Reporters love scary things. It allows them to breathlessly warn about the latest danger or epidemic. This leads them to fail to actually, you know, report.
Here’s an example.
I ran across an article by Rachel Hillier Pratt, the Albuquerque Health News Examiner: One out of four college students use stimulants to get by.
(Now pretty much anybody can be an Examiner — even John English — regardless of their qualifications or sanity, but still this serves as an example of what happens out there.)
So Rachel Pratt says:
Currently one in four college students have used Adderall…
Interesting. But a little bell with the letters “B.S.” written on it was ringing furiously in the back of my head. I know a lot more than four college students, and while I have no illusions that my college friends are all drug-free, Adderall doesn’t seem to be high on the list of preferred substances. Sure, even back in my day of college, there was the occasional little blue speed capsules that made their way around at exam time so I know about the tendency for college students to consider artificial wakefulness assistance, but while I wouldn’t doubt a number of college students use Adderall, the one in four bothered me.

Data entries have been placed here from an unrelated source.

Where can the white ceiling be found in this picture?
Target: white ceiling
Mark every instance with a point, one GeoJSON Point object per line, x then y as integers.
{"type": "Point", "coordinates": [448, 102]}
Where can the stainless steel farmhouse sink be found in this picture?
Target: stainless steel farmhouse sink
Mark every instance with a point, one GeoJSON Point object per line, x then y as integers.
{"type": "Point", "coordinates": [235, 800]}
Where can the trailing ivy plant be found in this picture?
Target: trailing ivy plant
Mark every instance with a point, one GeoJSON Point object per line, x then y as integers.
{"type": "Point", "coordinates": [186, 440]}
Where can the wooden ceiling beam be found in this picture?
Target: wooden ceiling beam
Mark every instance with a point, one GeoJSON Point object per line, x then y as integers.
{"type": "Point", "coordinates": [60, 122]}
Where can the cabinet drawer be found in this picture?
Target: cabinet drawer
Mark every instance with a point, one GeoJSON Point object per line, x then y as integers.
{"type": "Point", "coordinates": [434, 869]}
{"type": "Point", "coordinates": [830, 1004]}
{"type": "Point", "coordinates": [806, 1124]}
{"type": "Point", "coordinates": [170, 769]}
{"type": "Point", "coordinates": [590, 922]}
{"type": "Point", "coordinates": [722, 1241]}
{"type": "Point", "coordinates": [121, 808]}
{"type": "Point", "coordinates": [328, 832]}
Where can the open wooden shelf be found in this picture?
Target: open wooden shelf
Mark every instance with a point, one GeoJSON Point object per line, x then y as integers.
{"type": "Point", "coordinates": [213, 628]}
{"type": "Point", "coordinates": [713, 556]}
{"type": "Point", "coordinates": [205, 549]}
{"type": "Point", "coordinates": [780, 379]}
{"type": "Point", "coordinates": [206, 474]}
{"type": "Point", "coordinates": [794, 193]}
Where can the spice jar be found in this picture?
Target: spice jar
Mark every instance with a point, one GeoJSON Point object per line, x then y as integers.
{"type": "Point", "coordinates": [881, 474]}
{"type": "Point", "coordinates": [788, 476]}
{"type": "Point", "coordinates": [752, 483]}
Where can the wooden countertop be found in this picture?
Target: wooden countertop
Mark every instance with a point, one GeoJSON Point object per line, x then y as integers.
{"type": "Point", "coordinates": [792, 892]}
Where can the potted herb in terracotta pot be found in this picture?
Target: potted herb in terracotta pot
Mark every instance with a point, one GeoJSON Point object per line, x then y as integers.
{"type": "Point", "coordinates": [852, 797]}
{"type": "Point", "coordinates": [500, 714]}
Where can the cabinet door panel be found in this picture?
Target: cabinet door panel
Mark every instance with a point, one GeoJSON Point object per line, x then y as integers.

So I clicked on her link to Drug News where I read:
As many as one-in-four college students misused ADHD medications according to a nationwide survey reported in the journal, Addiction.
OK, we already see a divergence from one article to the other. Drug News said ADHD medications, Rachel limited it to Adderall. And then there’s… “As many as…” Not “one in four,” but “as many as one-in-four.” What does that mean?
It reminds me of those TV commercials promoting “as much as 25% off” during their store-wide sale!!! Does that mean everything is 25% off? Of course not.
So I went to the journal Addiction and found the study’s abstract, where I learned about their study of college students in 119 colleges in 2001:
The life-time prevalence of non-medical prescription stimulant use was 6.9%, past year prevalence was 4.1% and past month prevalence was 2.1%. Past year rates of non-medical use ranged from zero to 25% at individual colleges.
So the one in four of self-reported use was at the highest range of colleges (perhaps one college). At the other end was zero. So Drug News could just as easily have said “As few as zero college students misused ADHD medications…” and perhaps then Rachel would have had an article proclaiming that “No college students use stimulants to get by” (it would be as accurate as her article).
This took me less than two minutes with teh Google, and I’m not a science writer like Rachel Pratt.
So what’s the actual story? Among college students self-reporting in 2001, just over 4 percent had used Ritalin, Dexedrine or Adderall non-medically in the past year.
Not as scary and exciting, but true, and a better starting point for, you know, reporting.